On one hand, we live with energy. We are active, we are able.
And then, like this woman, we fall sick and we meet that other side of ourselves.
That side that doesn’t feel like ourselves at all.
I haven’t written about this for a long time and I know why:
I was feeling good, living in the kingdom of the well, and I did not want to think about the other side. (How easy it is to disregard the other citizenship when you feel secure within one kingdom, how far apart they seem!)
And now, I am back to spending mornings at appointments in the neurology ward in the hospital. I sit in the waiting area with the other patients. The old man walking stiffly with his walker. The woman with her face half paralyzed. I am often the youngest in the room.
And from there I continue on to the university, to work in a lab with other graduate students.
Sometimes I wish I had a walker or a mask of old age to explain and make visible my “weaknesses.” (No — I retract this, I am grateful for my ability to walk and move unaided. But. My body is a deceiver, hiding invisible scars.)

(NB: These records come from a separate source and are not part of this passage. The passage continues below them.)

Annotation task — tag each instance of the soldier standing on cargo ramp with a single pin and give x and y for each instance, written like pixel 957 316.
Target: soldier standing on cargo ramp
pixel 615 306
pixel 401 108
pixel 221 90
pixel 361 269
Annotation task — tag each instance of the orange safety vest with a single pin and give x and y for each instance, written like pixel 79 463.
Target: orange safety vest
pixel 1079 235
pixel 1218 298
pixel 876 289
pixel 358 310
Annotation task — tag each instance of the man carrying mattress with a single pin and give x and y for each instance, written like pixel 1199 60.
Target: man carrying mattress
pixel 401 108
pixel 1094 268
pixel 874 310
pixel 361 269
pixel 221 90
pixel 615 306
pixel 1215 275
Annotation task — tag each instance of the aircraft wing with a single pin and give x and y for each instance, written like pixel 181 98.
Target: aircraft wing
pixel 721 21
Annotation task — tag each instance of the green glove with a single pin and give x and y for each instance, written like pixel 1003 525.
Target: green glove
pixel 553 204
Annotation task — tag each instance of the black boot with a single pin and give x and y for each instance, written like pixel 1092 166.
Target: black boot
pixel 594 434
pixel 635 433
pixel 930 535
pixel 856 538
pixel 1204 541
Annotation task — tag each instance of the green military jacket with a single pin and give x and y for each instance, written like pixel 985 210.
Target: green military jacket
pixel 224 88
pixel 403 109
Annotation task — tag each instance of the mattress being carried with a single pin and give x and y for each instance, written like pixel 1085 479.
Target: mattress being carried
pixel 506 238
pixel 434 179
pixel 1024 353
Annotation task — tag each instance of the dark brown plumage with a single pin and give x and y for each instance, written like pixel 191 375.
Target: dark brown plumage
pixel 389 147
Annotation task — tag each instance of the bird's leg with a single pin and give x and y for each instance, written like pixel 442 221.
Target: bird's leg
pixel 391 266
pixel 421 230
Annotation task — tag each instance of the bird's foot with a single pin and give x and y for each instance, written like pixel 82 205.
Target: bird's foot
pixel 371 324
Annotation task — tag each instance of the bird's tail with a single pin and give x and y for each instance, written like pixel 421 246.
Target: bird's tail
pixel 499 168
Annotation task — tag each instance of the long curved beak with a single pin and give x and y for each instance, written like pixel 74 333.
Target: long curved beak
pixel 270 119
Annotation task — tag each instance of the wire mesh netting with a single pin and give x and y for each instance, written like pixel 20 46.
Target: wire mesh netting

And all I think about is these dual identities, about the borderland I inhabit and the tension inherent in it.
I have things to do, responsibilities and errands, tasks to complete, friends to respond to, and life to live. And I am tired. Bone tired, nerves buzzing, body in pain, I can’t, I can’t (or can I?). I am unsure, confused about what my capabilities are each day.
“I don’t know what to do,” I told a friend recently.
“You need to accept yourself where you are,” he said.
Where am I?
I might not know where I am, but I know some truths.
From a place of uncertainty, from this tense borderland, comes a certain clarity — a sudden insight into how simple things can be.
- Health matters. Mental, physical — you must take care of your body first. It is the Foundation from which everything else can arise.
- Time matters. The way we spend our days is the way we spend our lives, and life is the most precious gift.
- People matter. Cultivate relationships and celebrate every point of connection.
It does not matter how slowly you go, as long you do not stop.